What Is HTML – The Head Element

The HTML – The Head Element <head> component is a compartment for the accompanying components: <title><style><meta><link><script>, and <base>.

The HTML <head> Element

The <head>component is a compartment for metadata (information about information) and is put between the<html> tag and the <body> tag.

HTML metadata is information about the HTML archive. Metadata isn’t shown.

Metadata commonly characterize the archive title, character set, styles, scripts, and other meta data.

The HTML <title> Element

The <title>component characterizes the title of the archive. The title should be text-just, and it is displayed in the program’s title bar or in the page’s tab.

The <title> element is required in HTML documents!

The component is needed in HTML archives! The substance of a page title is vital for website improvement (SEO)! The page title is utilized via web search tool calculations to choose the request when posting pages in list items.

The <title> component:

  • characterizes a title in the program toolbar
  • gives a title to the page when it is added to top picks
  • shows a title for the page in web index results

Thus, attempt to make the title as exact and significant as could really be expected!

A straightforward HTML report:


<!DOCTYPE html>
  <title>A Meaningful Page Title</title>

The content of the document……


The HTML <style> Element

The <style> component is utilized to characterize style data for a solitary HTML page:


  body {background-color: powderblue;}
  h1 {color: red;}
  p {color: blue;}

The HTML <link> Element

The <link> element defines the relationship between the current document and an external resource.

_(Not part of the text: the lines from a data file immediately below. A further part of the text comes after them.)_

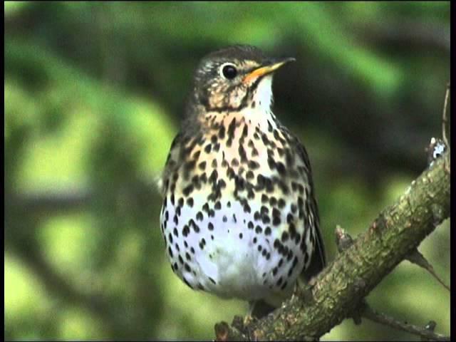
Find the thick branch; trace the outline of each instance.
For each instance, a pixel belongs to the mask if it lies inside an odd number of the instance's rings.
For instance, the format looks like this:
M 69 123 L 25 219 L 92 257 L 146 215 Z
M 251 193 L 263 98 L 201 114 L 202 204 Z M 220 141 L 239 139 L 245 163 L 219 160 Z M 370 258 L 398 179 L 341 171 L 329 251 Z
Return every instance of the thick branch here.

The <link> tag is most often used to link to external style sheets:


<link rel=”stylesheet” href=”mystyle.css”>

Tip: To learn all about CSS, visit our CSS Tutorial.

The HTML <meta> Element

The <meta>component is ordinarily used to determine the person set, page depiction, watchwords, creator of the archive, and viewport settings.

The metadata won’t be shown on the page, however are utilized by programs (how to show content or reload page), via web indexes (watchwords), and other web administrations.


Define the character set used:

<meta charset=”UTF-8″>

Define keywords for search engines:

<meta name=”keywords” content=”HTML, CSS, JavaScript”>

Define a description of your web page:

<meta name=”description” content=”Free Web tutorials”>

Define the author of a page:

<meta name=”author” content=”John Doe”>

Refresh document every 30 seconds:

<meta http-equiv=”refresh” content=”30″>

Setting the viewport to make your website look good on all devices:

<meta name=”viewport” content=”width=device-width, initial-scale=1.0″>

Example of <meta> tags:


<meta charset=”UTF-8″>
<meta name=”description” content=”Free Web tutorials”>
<meta name=”keywords” content=”HTML, CSS, JavaScript“>
<meta name=”author” content=”John Doe”>

Setting The Viewport

The viewport is the client’s apparent space of a page. It differs with the gadget – it will be more modest on a cell phone than on a PC screen.

You ought to remember the accompanying <meta>component for all your pages: <meta name=”viewport” content=”width=device-width, initial-scale=1.0″>

This gives the program guidelines on the best way to control the page’s measurements and scaling.

The width=device-width part sets the width of the page to follow the screen-width of the gadget (which will shift contingent upon the gadget).

The underlying scale=1.0 part sets the underlying zoom level when the page is first stacked by the program.